Updated

Here's the battle: the White House says it'll fight any Republican attempts to water down Democrats' proposed Wall Street reforms.  Republicans, meanwhile, are gunning for the proposal calling it "fatally flawed."

Now throw both sides in a room and see what come out.  That's what happened at the White House Wednesday morning as the President sat down with Republican and Democratic Congressional leaders.  At the start of the meeting, the President stressed unity.  "All of us recognize that we cannot have a circumstance in which a meltdown in the financial sector once again puts the entire economy in peril. And that if there’s one lesson that we’ve learned, it's that an unfettered market where people are taking huge risks and expecting taxpayers to bail them out when things to sour is simply not acceptable.’’

But on Capitol Hill, the view wasn't so rosy.  Sen. Chris Dodd (D-CT), head of the Banking Committee and author of the Democrats' legislation, spoke about the division between the two parties on the Senate floor: "I wonder if we've been on the same planet on a bipartisan effort to reach financial reform?"

Rep. Mike Pence (R-IN) summed up the Republican stance: "This so-called financial services bill is nothing more than a permanent bailout creating a massive, multi-billion dollar fund that will take the bad idea of TARP 1 and turn them into the permanent ideas of TARP 2."

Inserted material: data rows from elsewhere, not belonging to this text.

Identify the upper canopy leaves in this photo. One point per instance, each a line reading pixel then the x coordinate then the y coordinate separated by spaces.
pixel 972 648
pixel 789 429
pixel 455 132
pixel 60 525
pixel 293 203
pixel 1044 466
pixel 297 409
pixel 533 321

Rep. Jeb Hensarling (R-TX) was the most succinct of all: "If financial institutions fail, they fail. They should not be propped up."

The bill under review would give the Federal Reserve oversight of financial institutions with more than $50 billion in assets and allow the Treasury Department to take over any company deemed to pose a risk to the entire system.  The Senate is set to take up the measure within the next two weeks.